The design of the survey
The survey asked about the causes of IT incidents. Perhaps it should have talked of the causes of incidents in the services based on information technology, instead. At least one respondent thought that “users” could not cause “IT” incidents. Oh well.
It divided those causes into four categories:
- incidents caused by changes
- incidents caused by defects in components
- incidents caused by users
- other causes
With Einstein, I admit that this taxonomy might be too simple. I thought it to be is pretty orthogonal, but many respondees thought otherwise. Anyway, a change includes the introduction of new hardware or software or the reconfiguration of existing hardware or software. A component defect is, very simply, something that breaks, typically due to age or to patterns of use. Since most IT services are operated by end users, it should be clear that an operator can make a mistake and cause a failure. One respondent pointed out that some incidents might be due to inadequate capacity. To the extent that inadequate capacity is the result of implementing an incorrectly dimensioned system, I consider this to be a type of change. Capacity-related incidents may also be caused by changes in load patterns for which no corresponding changes in capacity have been made.
Analysis of the results
The survey was very simple, so the results can be displayed without graphs.
Number of responses:
61 (of whom 2 neglected to provide any data about the causes of incidents)
Complexity of organizations:
Size of IT staff:
Incidents caused by changes made by IT (including releases of software)
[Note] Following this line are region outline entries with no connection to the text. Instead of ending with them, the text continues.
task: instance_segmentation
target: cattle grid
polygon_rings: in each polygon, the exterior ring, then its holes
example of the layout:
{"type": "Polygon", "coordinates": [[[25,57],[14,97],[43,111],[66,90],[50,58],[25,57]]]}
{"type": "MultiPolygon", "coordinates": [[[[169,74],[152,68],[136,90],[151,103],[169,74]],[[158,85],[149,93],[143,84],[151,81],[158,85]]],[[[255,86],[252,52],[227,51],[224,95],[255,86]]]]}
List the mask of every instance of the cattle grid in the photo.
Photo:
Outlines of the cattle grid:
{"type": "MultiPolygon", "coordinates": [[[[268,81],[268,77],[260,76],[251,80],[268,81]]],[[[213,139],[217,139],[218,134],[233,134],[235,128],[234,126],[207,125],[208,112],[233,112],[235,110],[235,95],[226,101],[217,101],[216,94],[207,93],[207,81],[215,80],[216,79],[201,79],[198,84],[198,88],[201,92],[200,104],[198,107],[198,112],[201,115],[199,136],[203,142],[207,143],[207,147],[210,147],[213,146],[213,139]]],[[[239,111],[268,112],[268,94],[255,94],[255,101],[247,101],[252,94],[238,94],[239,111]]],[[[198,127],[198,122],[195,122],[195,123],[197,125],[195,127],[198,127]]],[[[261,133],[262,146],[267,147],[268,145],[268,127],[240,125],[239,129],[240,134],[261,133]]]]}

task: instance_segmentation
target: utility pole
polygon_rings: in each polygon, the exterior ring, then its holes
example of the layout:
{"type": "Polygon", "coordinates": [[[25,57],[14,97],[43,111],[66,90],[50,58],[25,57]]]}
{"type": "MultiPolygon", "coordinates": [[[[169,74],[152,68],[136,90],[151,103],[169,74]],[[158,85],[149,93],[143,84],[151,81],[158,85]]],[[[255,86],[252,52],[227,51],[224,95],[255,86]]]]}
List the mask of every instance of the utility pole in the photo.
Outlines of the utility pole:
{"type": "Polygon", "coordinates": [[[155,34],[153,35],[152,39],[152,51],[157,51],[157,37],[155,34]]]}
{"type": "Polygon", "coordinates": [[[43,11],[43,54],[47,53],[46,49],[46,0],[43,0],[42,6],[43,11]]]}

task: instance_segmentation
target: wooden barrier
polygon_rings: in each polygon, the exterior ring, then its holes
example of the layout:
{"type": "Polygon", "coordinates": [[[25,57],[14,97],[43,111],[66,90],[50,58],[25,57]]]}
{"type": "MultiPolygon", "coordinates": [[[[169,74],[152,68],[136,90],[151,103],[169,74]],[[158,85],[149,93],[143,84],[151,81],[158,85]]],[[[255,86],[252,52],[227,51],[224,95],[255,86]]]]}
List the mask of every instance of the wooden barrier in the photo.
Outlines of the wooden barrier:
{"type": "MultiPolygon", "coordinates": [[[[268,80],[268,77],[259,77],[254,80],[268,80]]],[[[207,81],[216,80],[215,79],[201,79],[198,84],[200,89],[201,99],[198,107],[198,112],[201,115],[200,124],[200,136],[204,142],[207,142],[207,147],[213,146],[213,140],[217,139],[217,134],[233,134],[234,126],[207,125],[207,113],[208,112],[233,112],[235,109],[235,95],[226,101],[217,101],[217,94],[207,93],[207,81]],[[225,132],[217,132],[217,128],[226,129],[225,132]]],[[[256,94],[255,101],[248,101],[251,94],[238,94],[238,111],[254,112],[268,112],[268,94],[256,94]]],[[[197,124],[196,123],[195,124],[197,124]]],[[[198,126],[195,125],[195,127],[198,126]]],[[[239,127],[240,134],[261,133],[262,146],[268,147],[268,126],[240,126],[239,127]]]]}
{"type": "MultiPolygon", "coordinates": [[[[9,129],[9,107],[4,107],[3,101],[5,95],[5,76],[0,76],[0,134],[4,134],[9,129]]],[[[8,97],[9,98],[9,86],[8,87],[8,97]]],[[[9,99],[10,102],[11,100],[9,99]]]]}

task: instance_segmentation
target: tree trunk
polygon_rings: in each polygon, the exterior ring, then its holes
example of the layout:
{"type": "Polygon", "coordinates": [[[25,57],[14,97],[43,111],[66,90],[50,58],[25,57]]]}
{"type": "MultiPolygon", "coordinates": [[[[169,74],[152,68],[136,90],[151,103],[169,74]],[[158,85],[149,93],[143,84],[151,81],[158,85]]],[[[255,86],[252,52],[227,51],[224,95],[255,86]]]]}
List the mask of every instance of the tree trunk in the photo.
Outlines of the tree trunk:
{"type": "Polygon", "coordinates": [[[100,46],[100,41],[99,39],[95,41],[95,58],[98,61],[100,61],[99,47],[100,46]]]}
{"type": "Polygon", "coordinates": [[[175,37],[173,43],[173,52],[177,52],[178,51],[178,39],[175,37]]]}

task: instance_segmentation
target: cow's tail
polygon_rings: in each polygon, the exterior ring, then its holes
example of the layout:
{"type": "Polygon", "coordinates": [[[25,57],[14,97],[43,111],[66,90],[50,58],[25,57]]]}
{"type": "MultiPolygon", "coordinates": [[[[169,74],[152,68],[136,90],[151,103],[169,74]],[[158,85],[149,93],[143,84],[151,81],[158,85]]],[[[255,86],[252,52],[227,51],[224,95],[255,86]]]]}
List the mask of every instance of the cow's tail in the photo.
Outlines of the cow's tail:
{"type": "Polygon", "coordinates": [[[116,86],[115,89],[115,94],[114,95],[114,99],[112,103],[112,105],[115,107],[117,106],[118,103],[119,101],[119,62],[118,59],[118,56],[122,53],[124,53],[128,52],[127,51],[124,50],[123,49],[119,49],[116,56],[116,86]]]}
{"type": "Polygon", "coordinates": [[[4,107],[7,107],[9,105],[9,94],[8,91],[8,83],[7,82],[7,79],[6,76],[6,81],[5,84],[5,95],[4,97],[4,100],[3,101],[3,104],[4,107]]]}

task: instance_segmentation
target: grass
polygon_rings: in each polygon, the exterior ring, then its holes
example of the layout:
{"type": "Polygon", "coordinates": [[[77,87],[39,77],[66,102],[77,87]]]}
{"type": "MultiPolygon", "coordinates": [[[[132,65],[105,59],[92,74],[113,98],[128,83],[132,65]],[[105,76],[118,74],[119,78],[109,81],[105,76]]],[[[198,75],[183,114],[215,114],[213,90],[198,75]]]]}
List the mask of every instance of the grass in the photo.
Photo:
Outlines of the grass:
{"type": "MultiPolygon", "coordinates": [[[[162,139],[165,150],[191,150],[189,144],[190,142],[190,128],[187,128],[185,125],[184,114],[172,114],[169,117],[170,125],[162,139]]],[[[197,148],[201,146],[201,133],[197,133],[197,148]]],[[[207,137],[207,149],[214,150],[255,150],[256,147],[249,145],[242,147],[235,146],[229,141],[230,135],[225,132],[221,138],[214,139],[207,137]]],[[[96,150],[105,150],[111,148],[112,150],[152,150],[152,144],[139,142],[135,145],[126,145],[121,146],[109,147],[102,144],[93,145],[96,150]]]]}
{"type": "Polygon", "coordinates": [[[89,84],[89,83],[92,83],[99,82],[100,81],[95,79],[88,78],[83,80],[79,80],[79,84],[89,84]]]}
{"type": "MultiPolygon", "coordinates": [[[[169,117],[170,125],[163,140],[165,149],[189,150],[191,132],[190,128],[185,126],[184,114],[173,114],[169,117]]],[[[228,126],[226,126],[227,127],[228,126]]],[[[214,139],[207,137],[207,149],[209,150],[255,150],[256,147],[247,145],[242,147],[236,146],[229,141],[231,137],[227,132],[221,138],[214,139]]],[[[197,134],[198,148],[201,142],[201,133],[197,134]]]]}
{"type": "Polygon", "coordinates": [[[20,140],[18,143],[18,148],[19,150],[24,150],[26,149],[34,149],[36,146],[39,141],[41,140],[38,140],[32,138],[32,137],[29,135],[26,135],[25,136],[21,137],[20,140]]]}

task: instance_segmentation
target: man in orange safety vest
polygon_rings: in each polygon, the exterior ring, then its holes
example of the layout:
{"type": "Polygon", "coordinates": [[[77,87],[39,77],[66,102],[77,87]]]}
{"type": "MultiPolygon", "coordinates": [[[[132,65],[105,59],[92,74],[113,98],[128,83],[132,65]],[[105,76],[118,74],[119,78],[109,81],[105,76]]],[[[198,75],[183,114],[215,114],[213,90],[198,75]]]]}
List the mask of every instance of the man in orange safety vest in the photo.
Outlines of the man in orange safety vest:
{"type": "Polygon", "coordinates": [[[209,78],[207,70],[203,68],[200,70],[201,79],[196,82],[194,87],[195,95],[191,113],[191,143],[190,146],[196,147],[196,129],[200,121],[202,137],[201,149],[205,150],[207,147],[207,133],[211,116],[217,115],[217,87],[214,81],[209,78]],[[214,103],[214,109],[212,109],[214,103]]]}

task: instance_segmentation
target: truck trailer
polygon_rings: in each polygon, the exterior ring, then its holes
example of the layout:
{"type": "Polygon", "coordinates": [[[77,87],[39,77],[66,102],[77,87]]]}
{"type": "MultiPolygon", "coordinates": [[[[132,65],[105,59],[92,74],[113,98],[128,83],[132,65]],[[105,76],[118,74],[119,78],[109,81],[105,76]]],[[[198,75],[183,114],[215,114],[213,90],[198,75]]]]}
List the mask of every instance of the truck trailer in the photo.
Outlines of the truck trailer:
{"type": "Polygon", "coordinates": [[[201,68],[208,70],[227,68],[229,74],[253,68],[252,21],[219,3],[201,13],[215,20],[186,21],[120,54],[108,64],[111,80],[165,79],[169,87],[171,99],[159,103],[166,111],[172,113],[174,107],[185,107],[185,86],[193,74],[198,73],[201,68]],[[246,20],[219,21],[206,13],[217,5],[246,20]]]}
Fig. 1 shows the percentage of responses indicating that changes by IT are a cause of incidents, split out by both the size of the organization and its complexity. Not all combinations of size and complexity were recorded, as might be expected. There are two remarks to be made:
- Neither size of the organization nor complexity of IT appears to have a significant impact on the results.
- The four bumps in the graph, at 10-19%, 30-39%, 60-69% and 80-89% are not easily explained. Do they represent psychological phenomena? Are the respondees giving data based on reports from incident logs or are they provided seat of the pants impressions, not backed up by real data?
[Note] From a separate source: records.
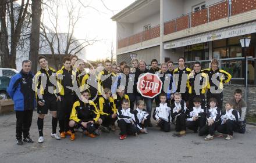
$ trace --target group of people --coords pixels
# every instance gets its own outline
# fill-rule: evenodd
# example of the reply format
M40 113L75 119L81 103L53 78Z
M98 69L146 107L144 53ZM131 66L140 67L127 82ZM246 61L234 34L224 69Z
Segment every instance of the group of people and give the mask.
M152 126L151 114L165 132L170 131L173 123L179 135L185 135L188 128L205 135L206 140L213 139L216 130L227 134L227 140L233 138L233 131L245 132L246 104L240 89L235 90L222 110L223 84L232 77L219 69L216 59L203 70L200 62L191 70L183 57L178 59L177 68L172 61L162 63L159 68L153 59L148 69L144 60L135 59L131 67L125 61L120 66L109 60L89 63L89 72L84 68L88 63L76 56L64 57L58 71L48 66L44 56L39 56L38 63L41 68L34 75L32 63L24 60L22 70L12 77L7 90L15 103L17 144L34 142L29 130L35 102L40 143L44 141L44 118L48 110L52 116L51 136L57 140L69 136L74 140L80 129L95 137L100 131L115 131L116 126L121 140L127 135L147 133L147 128ZM157 74L164 84L154 99L142 96L137 89L138 78L147 73ZM151 114L154 100L156 107Z

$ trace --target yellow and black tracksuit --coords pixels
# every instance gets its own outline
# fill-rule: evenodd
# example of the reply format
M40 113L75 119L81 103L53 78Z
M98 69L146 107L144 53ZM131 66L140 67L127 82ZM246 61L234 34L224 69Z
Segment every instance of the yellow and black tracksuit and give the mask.
M98 74L98 92L99 95L102 95L102 89L101 86L103 87L103 89L108 88L111 89L111 85L113 81L113 78L116 77L116 74L111 71L109 71L106 69L104 69L102 71L99 73Z
M208 76L207 74L200 72L195 72L194 74L190 73L188 77L188 86L189 86L189 108L193 108L193 99L195 97L198 97L201 99L201 106L204 108L205 106L205 93L207 89L207 85L208 83ZM198 84L197 84L198 87L200 88L199 90L195 90L195 81L197 80ZM204 81L205 82L204 82Z
M76 83L77 84L77 87L80 88L80 92L82 92L82 89L81 89L81 86L82 86L82 79L84 77L84 75L86 75L86 73L85 71L81 71L79 70L77 70L76 71ZM76 102L78 100L79 100L79 97L77 96L77 95L76 93L74 93L74 101L73 102Z
M176 92L181 93L182 99L184 101L187 102L189 100L189 82L187 81L187 77L189 74L191 73L191 70L189 68L185 67L185 68L183 70L180 70L179 68L175 68L173 70L173 79L175 82L175 84L177 86ZM185 92L180 92L180 88L182 86L182 79L183 75L187 75L186 79L186 89ZM177 75L179 75L179 78L177 78ZM184 79L184 77L183 77L183 80Z
M37 113L42 114L47 114L48 110L50 111L57 111L56 96L59 96L59 92L56 89L56 86L54 85L50 81L50 77L56 73L55 70L49 67L48 70L41 68L35 74L34 82L35 84L35 97L37 101L41 101L44 103L44 106L37 105ZM45 78L47 77L47 78ZM45 88L44 88L44 78L47 79ZM55 78L56 79L56 78ZM57 83L58 85L58 83ZM54 88L54 93L49 92L49 87L52 86ZM37 91L39 90L39 92ZM42 97L38 97L38 94L42 95ZM56 133L58 125L58 119L56 117L52 117L52 133ZM44 119L37 118L37 126L38 128L39 136L43 136L42 130L44 128Z
M125 94L123 95L123 97L121 97L118 94L117 94L116 99L114 99L114 103L116 105L117 108L119 108L119 107L122 107L122 101L124 99L128 100L128 101L129 102L129 106L130 106L130 99L129 99L129 96L128 96L127 95Z
M223 84L225 83L229 82L232 76L229 73L220 69L217 69L215 71L212 70L211 68L207 68L202 71L202 72L207 74L209 77L209 82L207 85L207 101L209 101L211 97L215 97L218 101L217 107L218 108L222 108L222 102L223 102L223 89L224 88ZM223 74L223 75L222 75ZM219 82L219 84L216 85L214 83L214 80L212 79L213 75L216 77L216 80ZM215 92L211 90L211 87L213 87ZM217 89L219 88L219 90ZM209 107L208 106L208 107Z
M109 127L110 125L114 125L117 118L112 119L112 115L116 114L118 110L113 98L110 97L109 99L105 99L100 97L98 105L100 117L102 119L102 125L105 127Z
M62 75L62 79L59 79L61 84L61 107L58 111L59 118L59 132L66 132L69 130L69 117L73 103L74 92L67 88L67 86L73 87L74 82L76 74L70 68L67 70L64 67L57 71L57 75Z
M99 111L93 102L89 100L88 103L85 103L81 100L78 100L73 105L69 119L74 121L79 125L83 122L87 122L92 121L94 122L94 124L91 125L97 128L98 125L95 125L95 123L99 117ZM74 132L73 129L74 128L72 129L73 132Z
M97 104L98 103L98 80L97 75L86 74L82 78L81 85L83 90L88 89L90 92L90 99Z

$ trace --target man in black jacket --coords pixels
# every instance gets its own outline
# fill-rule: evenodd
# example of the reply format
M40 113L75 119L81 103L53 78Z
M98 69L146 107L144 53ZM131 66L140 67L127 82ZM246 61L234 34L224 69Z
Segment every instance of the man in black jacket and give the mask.
M32 89L33 75L30 71L31 66L31 61L23 61L22 71L10 78L7 88L7 92L14 102L16 117L16 143L18 145L23 145L23 142L34 142L29 135L35 103L35 93Z

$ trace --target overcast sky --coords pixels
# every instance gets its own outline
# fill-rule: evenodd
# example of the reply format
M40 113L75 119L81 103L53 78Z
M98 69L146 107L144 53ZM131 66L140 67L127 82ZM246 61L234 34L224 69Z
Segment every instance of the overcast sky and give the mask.
M113 41L115 51L116 23L111 20L111 17L114 13L117 13L135 1L134 0L102 0L106 6L104 6L101 1L80 0L84 5L90 3L90 6L92 8L81 8L82 17L76 26L74 37L79 39L84 39L86 37L91 39L96 37L97 39L101 40L86 48L86 54L84 59L89 60L110 57L112 41ZM65 0L61 0L61 2L65 3ZM77 6L77 10L79 6L82 6L78 0L72 2ZM66 6L63 6L60 9L59 24L62 32L67 32L68 19L65 8ZM45 12L44 14L47 15ZM44 21L47 24L47 19L44 19Z

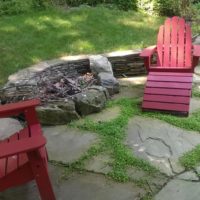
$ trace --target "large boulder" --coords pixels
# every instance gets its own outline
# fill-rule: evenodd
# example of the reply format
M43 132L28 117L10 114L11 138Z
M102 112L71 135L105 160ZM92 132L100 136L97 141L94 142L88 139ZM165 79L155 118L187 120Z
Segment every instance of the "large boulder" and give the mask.
M74 101L77 112L84 116L100 112L106 105L107 92L103 87L91 87L75 95Z
M102 55L90 56L90 69L92 73L98 75L101 72L113 75L112 65L108 58Z
M40 122L44 125L66 124L80 118L72 100L52 102L39 106L37 107L37 113Z
M105 87L110 95L119 93L119 81L111 74L107 72L101 72L98 74L99 84Z

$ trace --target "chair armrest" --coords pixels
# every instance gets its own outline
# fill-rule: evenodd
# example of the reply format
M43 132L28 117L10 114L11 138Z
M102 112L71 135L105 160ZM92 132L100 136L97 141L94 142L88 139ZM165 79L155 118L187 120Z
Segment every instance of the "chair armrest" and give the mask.
M193 56L200 57L200 45L193 45Z
M46 144L46 138L42 135L24 138L9 143L0 144L0 158L9 157L18 153L30 152L43 147Z
M0 105L0 117L8 117L11 115L18 115L25 112L29 108L40 105L39 99L27 100L17 103L9 103Z
M148 48L143 49L143 51L140 53L140 57L151 57L153 53L156 51L156 46L150 46Z

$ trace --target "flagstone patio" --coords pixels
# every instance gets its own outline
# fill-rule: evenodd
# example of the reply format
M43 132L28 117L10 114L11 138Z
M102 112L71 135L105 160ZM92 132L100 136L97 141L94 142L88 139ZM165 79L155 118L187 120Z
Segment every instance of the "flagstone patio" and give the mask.
M134 97L142 96L143 87L134 87L134 81L122 80L120 83L122 95L115 99L133 98L133 94ZM200 100L193 98L191 112L199 109ZM88 119L94 123L109 122L117 118L120 112L120 107L114 106L92 114ZM81 120L79 122L83 123ZM13 128L19 129L20 124L15 119L3 119L0 120L0 127L3 127L3 138L10 135ZM126 183L116 182L108 176L112 172L113 162L109 152L86 159L81 170L68 171L70 164L101 143L97 133L67 125L44 126L43 132L48 141L47 151L51 161L49 174L58 200L141 200L149 192L155 200L197 200L200 196L198 168L186 171L178 162L180 156L200 144L198 132L182 130L160 120L132 117L126 128L124 145L133 155L148 161L160 172L151 176L142 169L128 167L129 180ZM40 199L34 182L0 193L2 200L13 200L13 197L16 200Z

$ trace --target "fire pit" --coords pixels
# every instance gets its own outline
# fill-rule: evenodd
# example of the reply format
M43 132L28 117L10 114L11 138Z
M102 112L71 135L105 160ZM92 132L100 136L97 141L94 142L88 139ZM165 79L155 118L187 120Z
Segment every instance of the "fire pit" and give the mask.
M92 67L90 63L89 59L60 59L19 71L10 76L9 82L1 89L1 103L39 98L42 105L37 108L38 115L41 122L47 125L66 124L83 115L99 112L109 99L110 86L106 88L105 84L109 85L112 80L113 85L116 79L109 71L111 65L108 61L109 70L105 68L105 63L103 68L96 68L94 59ZM118 82L114 84L116 88Z

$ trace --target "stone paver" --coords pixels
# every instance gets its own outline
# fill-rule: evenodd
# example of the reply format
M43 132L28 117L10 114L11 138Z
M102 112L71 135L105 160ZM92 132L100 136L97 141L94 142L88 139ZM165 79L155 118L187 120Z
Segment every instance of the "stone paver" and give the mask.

- Fewer than 10% of the respondees confirmed the initial report of changes being the cause of 80% of incidents.
Incidents caused by defective components
Once again, we see the strange bumps in the smoothed curve of the percentage of organizations reporting the prevalence of component failure as a cause of incidents. But the bumps are not exactly in the same places as for incidents caused by IT changes. There are many open questions, such as whether the respondees consider a component failure in a redundant system, where service continues, to be an incident or not.
Incidents caused by users
The respondees seemed somewhat reticent to blame incidents on users, albeit a few found them to be a very important cause. I assume that many of the respondees did not consider user support calls to the service desk as examples of incidents. Otherwise, we might have expected a very large number of user-caused incidents.
No attempt is made to analyze other causes.
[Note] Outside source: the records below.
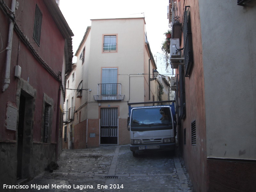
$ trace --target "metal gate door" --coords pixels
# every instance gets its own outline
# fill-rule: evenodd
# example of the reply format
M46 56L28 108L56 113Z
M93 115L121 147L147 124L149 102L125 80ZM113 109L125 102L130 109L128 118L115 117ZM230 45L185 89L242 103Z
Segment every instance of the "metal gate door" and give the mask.
M117 144L117 108L101 109L100 144Z

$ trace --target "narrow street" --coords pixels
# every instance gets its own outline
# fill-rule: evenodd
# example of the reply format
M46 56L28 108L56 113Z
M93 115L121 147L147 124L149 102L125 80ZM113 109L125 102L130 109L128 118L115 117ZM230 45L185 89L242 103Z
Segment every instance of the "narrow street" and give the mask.
M193 191L177 154L135 157L129 145L113 146L64 150L57 163L58 169L41 173L20 191Z

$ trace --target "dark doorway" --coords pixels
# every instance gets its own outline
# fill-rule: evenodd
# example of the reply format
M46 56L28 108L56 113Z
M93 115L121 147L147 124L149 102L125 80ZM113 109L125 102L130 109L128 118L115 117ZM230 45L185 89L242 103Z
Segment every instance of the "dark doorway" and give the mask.
M100 144L117 144L117 108L102 108Z
M19 124L17 144L17 180L22 178L22 148L24 131L24 118L25 114L26 98L20 95L19 110Z

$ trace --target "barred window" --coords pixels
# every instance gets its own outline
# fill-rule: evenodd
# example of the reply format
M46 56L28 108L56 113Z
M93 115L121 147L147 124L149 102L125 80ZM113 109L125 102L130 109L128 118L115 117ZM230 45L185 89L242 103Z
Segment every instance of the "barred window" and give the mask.
M45 104L44 106L44 143L48 143L49 133L49 114L50 106Z
M185 76L189 76L193 64L193 50L190 14L187 7L185 7L183 22L183 37L184 42L184 57Z
M104 36L103 51L111 52L116 51L116 36Z
M41 27L42 22L42 13L37 4L36 7L35 23L33 38L38 46L40 44L40 36L41 35Z

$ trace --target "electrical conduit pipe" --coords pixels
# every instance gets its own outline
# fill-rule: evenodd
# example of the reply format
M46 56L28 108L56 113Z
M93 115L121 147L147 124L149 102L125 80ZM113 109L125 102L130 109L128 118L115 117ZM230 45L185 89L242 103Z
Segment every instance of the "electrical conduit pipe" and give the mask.
M15 9L16 8L16 0L12 0L11 10L12 17L14 18ZM3 92L5 92L10 84L10 69L11 68L11 57L12 56L12 34L14 26L14 21L10 19L10 24L9 27L9 32L8 36L8 42L6 48L6 63L5 64L5 75L4 81L4 85L2 88Z

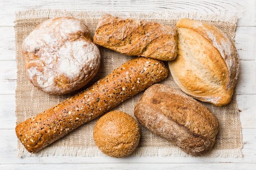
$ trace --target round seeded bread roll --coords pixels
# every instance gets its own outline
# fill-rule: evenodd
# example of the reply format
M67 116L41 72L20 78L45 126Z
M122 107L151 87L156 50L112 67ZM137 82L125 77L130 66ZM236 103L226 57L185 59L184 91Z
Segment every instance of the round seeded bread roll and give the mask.
M38 89L61 95L85 85L98 72L100 54L86 26L72 17L48 20L23 41L26 75Z
M120 111L112 111L97 121L93 138L104 154L120 158L130 155L138 146L140 130L132 116Z

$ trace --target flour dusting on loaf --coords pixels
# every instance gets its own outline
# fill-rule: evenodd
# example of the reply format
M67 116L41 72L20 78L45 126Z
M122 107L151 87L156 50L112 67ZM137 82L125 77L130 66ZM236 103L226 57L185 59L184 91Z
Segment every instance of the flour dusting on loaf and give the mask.
M98 47L86 26L71 17L48 20L24 40L26 75L36 87L60 95L80 88L97 73Z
Synoptic view of all causes
Fig. 4: Tabular analysis of causesAlthough a very few number of respondees clearly indicated that IT changes are the major cause of incidents, they were certainly in the minority. Although most respondees consider that the causes of incidents are multiple and spread out, the overall responses do show that IT changes are considered to be slightly more important as a cause of incidents than the other categories of causes.
Some of the reponses indicated a high percentage of incidents due to other causes. As we have not attempted to analyze what those other causes might be, we can only suppose that this represents a weakness in the survey itself as well as diverse understandings of the questions by the respondees. Indeed, we are obliged to take many of the responses with a grain a salt, given that the total percentages of all the causes were sometimes well under 100%.